AMON-RA
It is among the rich decorations of a mummy's coffin, forming part of the Royal Egyptian Museum of Turin, that we found the divinity represented on this plate. The insignia which surmount his headdress, a sort of vase flanked by two green ostrich feathers, the goat's horns surmounted by the disk, and two uraeus, were, as we shall see later, common to several Egyptian divinities; the characteristic feature of this sacred image consists in the four ram's heads, two of which are turned to the right, and the other two to the left. The blue headdress which is supposed to cover them, here takes a very particular form. The body of the god, who holds in his hands the scepter of benevolence and the emblem of life, is entirely green in colour, and the hieroglyphic inscription ⲁⲙⲛ-ⲣⲏ ⲛⲏⲃ (ⲛ) ⲧⲡⲉ Amon-Ra lord of heaven , tells us that this singular image relates to the greatest of the divinities of Egypt.
This four-headed Amon of rams is found to be reproduced on monuments of various kinds. It is sculpted on the chest of the Egyptian Torso of the Borgia Museum, a fragment of a statue of the finest workmanship and of great interest, since it is covered with a host of full-length images of Egyptian divinities, most of them accompanied by explanatory captions. The god Amon is represented seated, holding the sceptres of instigator and moderator, in the middle of a disk supported by raised arms , symbol of supplication and offerings : four wings starting from the shoulders of the god bring this image closer to that of Amon-Ra Panthea , published in our plate 5.
This image is still recognized on a particular type of funerary monuments that we have called hypocephali , because they are often placed under the heads of human mummies. These are disks, either in bronze or in canvas cartonnage, engraved or painted, and covered with symbolic paintings accompanied by legends. Amon with four ram's heads seated, and holding the two scepters already indicated, always occupies the center. The emblematic scenes with which these hypocephali are covered, are all relative to religious cosmography; by their form, these8monuments recall that of the material world; and the place of the great cosmogonic being from which everything proceeded was naturally marked at the very center of this symbolic composition.
It remains to go back to the hidden meaning of the four ram's heads which characterize this form of Amon-Ra; and the monuments fully satisfy us in this regard.
In Egyptian texts, in sacred writing, the ram is very frequently used in place of the bird with a human head , and of a bird of the class of waders, quite similar to the crane . These three characters express the general idea soul or spirit ; but each of them presents this idea with a particular nuance: the RAM designates a divine soul or spirit of the first order ; the CRANE a divine soul in tranquility , and the HUMAN-HEADED BIRD , a human soul, united to the body or which has been separated from it ; these three symbolic characters are then accompanied by the image of a censer , which is either the letter Β , initial of the word BAI , which, according to Horapollo, meant soul in the Egyptian language, or the emblem of the adoration and respect which these divine essences deserve.

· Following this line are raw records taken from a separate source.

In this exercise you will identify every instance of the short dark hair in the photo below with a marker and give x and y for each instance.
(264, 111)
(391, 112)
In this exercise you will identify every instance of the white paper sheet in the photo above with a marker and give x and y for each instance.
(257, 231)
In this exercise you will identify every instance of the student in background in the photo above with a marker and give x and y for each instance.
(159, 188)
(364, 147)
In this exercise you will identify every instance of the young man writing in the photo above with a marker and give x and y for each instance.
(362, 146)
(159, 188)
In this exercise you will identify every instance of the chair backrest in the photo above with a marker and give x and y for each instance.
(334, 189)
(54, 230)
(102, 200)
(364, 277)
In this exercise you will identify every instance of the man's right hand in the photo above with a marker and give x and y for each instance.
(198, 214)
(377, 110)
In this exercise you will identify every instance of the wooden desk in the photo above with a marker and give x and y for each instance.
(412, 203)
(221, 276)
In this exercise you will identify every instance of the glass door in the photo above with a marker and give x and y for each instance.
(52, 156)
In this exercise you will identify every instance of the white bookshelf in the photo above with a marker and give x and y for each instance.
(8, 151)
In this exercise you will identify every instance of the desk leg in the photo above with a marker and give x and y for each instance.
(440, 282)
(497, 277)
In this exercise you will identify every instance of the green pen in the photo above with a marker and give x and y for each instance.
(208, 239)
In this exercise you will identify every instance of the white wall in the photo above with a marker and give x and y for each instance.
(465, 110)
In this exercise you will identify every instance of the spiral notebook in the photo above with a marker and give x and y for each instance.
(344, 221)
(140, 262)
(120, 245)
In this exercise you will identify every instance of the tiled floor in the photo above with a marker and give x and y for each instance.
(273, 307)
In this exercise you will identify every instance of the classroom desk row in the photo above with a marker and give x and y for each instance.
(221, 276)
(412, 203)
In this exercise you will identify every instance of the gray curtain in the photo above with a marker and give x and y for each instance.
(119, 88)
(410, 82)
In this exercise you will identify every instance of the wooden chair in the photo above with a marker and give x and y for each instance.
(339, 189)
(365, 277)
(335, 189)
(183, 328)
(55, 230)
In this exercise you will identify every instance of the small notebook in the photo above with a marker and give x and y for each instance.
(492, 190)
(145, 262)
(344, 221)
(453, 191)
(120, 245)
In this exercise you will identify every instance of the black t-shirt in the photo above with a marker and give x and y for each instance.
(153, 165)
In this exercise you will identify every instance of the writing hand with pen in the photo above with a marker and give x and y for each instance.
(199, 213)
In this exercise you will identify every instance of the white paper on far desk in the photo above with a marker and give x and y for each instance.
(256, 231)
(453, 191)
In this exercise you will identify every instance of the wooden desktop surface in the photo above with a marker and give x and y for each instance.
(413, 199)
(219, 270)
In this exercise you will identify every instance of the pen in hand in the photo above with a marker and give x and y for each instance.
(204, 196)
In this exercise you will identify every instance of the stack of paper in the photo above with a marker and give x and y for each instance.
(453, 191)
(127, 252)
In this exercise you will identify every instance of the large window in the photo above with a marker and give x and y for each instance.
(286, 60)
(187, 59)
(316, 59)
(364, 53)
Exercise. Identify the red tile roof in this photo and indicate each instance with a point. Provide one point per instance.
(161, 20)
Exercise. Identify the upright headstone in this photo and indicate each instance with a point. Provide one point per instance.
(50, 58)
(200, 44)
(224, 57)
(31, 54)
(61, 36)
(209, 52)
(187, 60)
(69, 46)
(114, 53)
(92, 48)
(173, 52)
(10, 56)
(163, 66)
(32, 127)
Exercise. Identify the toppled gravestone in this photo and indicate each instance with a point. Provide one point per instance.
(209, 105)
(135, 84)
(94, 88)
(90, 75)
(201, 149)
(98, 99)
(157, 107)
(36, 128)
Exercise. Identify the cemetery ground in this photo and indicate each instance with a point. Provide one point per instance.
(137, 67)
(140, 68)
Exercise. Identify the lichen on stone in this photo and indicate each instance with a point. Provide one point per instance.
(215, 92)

Finally, the divinities considered as the soul or the guiding spirit of the universe, or of one of its subdivisions, are always represented with a ram's head. The four heads of this animal, which the image of Amon-Ra bears, therefore present to us this god as uniting in himself the four principal souls or spirits which govern the world.
This conclusion, drawn from general facts, is clearly confirmed by the irrefutable authority of the monuments. The circular zodiac of Dendera shows us, in fact, in the lower band, that which represents the thirty-six decans, four ram's heads grouped and surmounted by the disk supported by two horns: it is the image of the second decan of Pisces; the little legend which surmounts it simply signifies the star or constellation of spirits or souls , and this decan is situated between the south and the east , the particular region of Amon-Chnouphis . The same legend is also read above the same decan, represented, like the Amon-Ra, engraved on our plate, by a man with four ram heads , on one of the astronomical tables , copied in the temples of Egypt: finally a bas-relief of the temple of Esné will teach us which are the four spirits represented by this symbolic image, which were supposed to be united in Ammon-Ra, of which each of them was only an emanation.